Singer-songwriter Jim Jones is the Devon-based creative force behind the record, his first in six years. Mixed by Luke Burgoyne and long-time collaborator and producer Michael Reed, Jones is able to draw upon his own troubled youth as well as his professional life working in youth justice and as a therapeutic mentor to young people.
Getting straight down to business, the opening track and single release ‘Better Days’ is about being broken. It tackles depression but looks to a brighter future as Jones sings in a gentle falsetto, helplessly hoping.
There’s trauma in ‘We Alive’, Jones describing the physical pain of his troubled mind, but again, there’s hope in the refrain. ‘Go Easy on Yourself’ looks at someone going through experiences that Jones recognises and can sympathise with –
“I’ve known that pain you bear
I’ve heard those voices too”
Reaching a climax with its urgent instrumental section, there’s optimism in the ensemble playing before things quieten for ‘Evening Glow’, a reflection on the search for peace, however transient, and even if inspired by the bottle.
Another single release, ‘The Mist and the Light’ is a gentle waltz with the strings of violinist Rebecca Balzani Barrow and David Smale on double bass. It builds beautifully and reflects the Kintsugi message.
The fear and pain of being separated from a loved one informs ‘Castaway’ where Jones lets his voice ebb and flow like the waves while ‘3.33’ continues the sense of isolation, this time through a sleepless night.
‘We Are All Each Other’ ups the scale as Jones contemplates a family and a world in crisis, accompanied on guitar by friend and collaborator Peter Bruntnell.
Alongside the airy-light vocals of ‘The Path’, Holly Carter’s ethereal pedal steel captures the spirit of Kintsugi, the cracks audibly healing as the pair sing and play in perfect harmony.
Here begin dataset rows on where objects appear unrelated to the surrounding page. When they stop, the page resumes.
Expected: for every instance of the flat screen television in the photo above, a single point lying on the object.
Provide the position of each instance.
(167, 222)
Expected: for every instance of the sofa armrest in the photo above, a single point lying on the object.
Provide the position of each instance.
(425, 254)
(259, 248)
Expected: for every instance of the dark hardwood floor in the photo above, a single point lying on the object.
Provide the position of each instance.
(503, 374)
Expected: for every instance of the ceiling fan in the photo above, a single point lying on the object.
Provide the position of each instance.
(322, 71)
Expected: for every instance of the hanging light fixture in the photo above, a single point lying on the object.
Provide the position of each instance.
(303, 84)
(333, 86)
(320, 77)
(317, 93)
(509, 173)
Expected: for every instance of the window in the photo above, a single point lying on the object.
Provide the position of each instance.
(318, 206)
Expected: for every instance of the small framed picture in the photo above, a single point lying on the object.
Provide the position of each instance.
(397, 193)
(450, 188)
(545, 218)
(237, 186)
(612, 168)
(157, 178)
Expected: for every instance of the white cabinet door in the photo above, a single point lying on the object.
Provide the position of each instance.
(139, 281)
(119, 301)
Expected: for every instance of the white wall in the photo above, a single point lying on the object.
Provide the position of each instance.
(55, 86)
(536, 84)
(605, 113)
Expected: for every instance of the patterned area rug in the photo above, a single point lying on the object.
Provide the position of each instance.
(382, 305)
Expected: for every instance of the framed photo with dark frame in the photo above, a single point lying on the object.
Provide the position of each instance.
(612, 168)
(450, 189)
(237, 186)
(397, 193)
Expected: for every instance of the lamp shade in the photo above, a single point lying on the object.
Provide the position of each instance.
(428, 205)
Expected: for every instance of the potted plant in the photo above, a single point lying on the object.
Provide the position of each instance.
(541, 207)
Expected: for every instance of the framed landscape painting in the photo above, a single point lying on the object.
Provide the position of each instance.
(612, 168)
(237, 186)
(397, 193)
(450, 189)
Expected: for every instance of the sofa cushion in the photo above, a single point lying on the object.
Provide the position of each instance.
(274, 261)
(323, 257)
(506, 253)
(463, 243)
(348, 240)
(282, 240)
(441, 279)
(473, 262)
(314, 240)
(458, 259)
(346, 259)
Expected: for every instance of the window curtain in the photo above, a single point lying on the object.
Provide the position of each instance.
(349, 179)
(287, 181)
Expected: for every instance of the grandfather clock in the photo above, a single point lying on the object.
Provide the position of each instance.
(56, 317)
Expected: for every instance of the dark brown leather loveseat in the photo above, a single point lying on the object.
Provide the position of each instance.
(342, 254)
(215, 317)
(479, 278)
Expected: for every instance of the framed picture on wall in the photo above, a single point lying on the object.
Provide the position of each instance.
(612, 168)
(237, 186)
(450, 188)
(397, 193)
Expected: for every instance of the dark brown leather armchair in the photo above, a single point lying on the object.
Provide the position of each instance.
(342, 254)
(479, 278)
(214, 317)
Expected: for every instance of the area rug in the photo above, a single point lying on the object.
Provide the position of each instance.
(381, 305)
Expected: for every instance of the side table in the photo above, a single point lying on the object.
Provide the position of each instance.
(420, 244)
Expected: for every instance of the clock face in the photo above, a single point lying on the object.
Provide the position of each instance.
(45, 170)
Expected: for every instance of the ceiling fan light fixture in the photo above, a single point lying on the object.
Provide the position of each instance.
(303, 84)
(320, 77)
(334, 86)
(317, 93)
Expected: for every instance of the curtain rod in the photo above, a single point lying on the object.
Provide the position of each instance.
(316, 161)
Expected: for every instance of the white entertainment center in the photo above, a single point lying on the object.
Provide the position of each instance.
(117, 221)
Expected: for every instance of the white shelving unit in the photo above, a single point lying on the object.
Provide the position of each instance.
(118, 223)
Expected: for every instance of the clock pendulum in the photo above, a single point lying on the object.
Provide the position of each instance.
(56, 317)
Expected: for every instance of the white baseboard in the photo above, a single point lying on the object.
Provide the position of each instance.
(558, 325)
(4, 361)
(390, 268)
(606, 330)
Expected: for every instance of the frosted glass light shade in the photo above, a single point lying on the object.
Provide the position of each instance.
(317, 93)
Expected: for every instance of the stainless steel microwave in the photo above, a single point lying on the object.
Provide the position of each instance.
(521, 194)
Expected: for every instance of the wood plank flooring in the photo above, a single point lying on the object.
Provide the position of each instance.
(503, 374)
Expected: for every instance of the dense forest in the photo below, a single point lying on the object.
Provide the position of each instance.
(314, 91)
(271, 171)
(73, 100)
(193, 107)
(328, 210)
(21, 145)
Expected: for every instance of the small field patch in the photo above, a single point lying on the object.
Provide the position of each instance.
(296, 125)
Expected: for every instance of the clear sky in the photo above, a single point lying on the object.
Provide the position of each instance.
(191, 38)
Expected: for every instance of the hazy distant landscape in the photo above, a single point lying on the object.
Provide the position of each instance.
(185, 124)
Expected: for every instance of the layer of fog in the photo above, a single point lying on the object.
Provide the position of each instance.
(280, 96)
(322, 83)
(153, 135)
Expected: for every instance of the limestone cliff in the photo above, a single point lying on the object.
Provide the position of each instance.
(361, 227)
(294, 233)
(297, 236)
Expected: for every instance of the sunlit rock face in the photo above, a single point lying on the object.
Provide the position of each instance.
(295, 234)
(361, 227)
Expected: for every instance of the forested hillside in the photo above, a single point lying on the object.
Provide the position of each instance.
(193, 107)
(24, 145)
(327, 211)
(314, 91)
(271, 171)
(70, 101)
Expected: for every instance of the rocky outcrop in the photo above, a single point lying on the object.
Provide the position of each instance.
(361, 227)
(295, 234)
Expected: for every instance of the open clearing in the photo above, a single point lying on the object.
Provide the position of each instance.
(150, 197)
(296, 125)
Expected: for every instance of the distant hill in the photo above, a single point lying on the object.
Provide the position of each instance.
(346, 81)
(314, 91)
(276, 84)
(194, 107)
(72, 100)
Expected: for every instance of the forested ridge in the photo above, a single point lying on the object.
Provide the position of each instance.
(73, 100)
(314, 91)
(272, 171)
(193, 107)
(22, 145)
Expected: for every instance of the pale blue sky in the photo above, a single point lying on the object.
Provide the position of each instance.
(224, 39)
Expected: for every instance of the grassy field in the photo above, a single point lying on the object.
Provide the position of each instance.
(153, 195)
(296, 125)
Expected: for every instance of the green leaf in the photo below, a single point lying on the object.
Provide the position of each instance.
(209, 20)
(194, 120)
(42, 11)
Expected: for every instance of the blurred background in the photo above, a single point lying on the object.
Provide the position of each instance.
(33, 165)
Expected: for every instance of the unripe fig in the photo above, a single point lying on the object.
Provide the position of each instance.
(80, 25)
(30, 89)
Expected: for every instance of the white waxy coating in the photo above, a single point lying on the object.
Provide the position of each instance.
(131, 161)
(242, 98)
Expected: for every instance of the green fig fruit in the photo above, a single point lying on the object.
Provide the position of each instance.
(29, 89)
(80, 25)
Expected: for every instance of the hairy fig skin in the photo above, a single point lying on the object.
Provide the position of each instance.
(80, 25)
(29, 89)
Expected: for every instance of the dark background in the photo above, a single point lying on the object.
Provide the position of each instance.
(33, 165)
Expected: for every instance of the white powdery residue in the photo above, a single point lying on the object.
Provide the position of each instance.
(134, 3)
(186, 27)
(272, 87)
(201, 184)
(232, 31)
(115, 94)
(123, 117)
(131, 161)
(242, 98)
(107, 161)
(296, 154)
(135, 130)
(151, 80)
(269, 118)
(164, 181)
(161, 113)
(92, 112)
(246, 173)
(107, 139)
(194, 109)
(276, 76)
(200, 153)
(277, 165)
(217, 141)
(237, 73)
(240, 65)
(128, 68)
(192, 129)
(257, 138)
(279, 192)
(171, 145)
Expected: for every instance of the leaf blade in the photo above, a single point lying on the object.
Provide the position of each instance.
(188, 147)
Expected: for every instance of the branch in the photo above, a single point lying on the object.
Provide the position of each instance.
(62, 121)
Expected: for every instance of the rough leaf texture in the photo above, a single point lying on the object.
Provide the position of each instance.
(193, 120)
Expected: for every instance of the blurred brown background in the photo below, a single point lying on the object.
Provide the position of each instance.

Then, personifying the art form as a mental health practitioner, in ‘Mr Kintsugi’ Jones reminds his doctor that imperfections are what make us strong –
“Oh Mr Kintsugi
What gold you speak to me
The brokenness you see
Is part of the beauty, Mr Kintsugi”
‘Safe In Sound’ is a natural choice for the final track, its intimacy and healing power strongly supported through the guitar playing of Dave Little and bass of Nathan Layland, and the accompanying vocals of Abbe Martin and Hannah Wood from Sound of the Sirens.
Like the pottery from which the album draws its inspiration, ‘Kintsugi’ may have its cracks but from composition through to its polished playing and production, there is strength and beauty in the completed work.